前回まさかの2位という、不本意な順位を取ってしまったために、猛勉強するはめになった。

2位ならよかっただろ?

ダメだよ!

今後一切気が抜けなくなったんだから!!

………1人突っ込み虚しい……

息抜きも兼ねて、ラファエルが北に行くって言うから、一緒に行こうとしたらダメって言われた。

それにムッとしてしまったのだけれど。

本当に私を放って行っちゃったし!!

私も見たかったのにぃ!!


「………もぉ…!」


バキッ!!


「………ぁ……」


ちょっと力を入れただけなのに、ペンが折れちゃった……

幸い、ラファエルが作ってくれた試験問題の紙にインクは飛んでない。


「前回みたいに真っ黒にならなくて良かった…」

「良くありません」


あ、怒った顔でフィーアに言われた。


「ドレスにかかってるじゃないですか!」

「………ホントだ…」


下に視線を向けると、ベッタリとペンのインクが広がっている。


「………ラファエルに貰ったドレスが……」


欲しいとは言ってないけれど、いつの間にか衣装部屋に増えていた。

まぁ、私の侍女とグルだろうけれど。


「これは落ちませんね…」


フィーアが残念そうにこぼした。

私も残念だ…

もう贈られてしまった以上、ラファエルに返却できるはずもなく、大事に着ていたのに……


「………またドレスが増えちゃう……」

「………そういう問題ではないですよ姫様…」

「冗談だよ」


汚してしまって着られなくなった、と言ったら絶対にラファエルはまた買おうとするな……と思っただけ。

大事に着ようと思ったのに…


「お湯を準備してきますので、お待ち下さい」

「うん。

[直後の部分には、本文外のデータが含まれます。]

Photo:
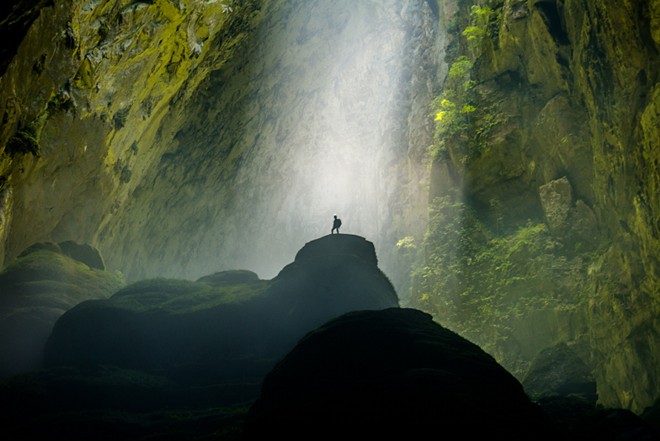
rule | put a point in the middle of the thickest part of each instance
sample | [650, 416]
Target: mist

ありがと」


フィーアが手渡してくれた濡れ布巾で手を拭きながら頷く。

そして手が綺麗になった後、無理と思いつつもドレスに布巾を置いた。

ポンポンと上から優しく叩く。

じわりと布巾が黒く染まっていく。

ある程度押さえたところでそっと離してみるけれど、ドレスは黒く染まったまま。

………ですよねぇ…

ガックリと肩を落とした。


「………ラファエルが怒らないといいな…」


そう思ってハッとする。


「わ、私もラファエルに怒ってるんだもん! お互い様だよね!?」


壁際に立っている今日の私の護衛、オーフェスとヒューバートが冷え切った視線を送ってきた。

………わ、私…主なんだけどな……


「………どっちもどっちだと思いますが?」

「ソフィア様の方がやってしまった感ありますが」

「………ソウデスネ…」


私は再度、ガックリと肩を落とした。

フィーアが呼びに来て、私は入浴タイムになったのだった。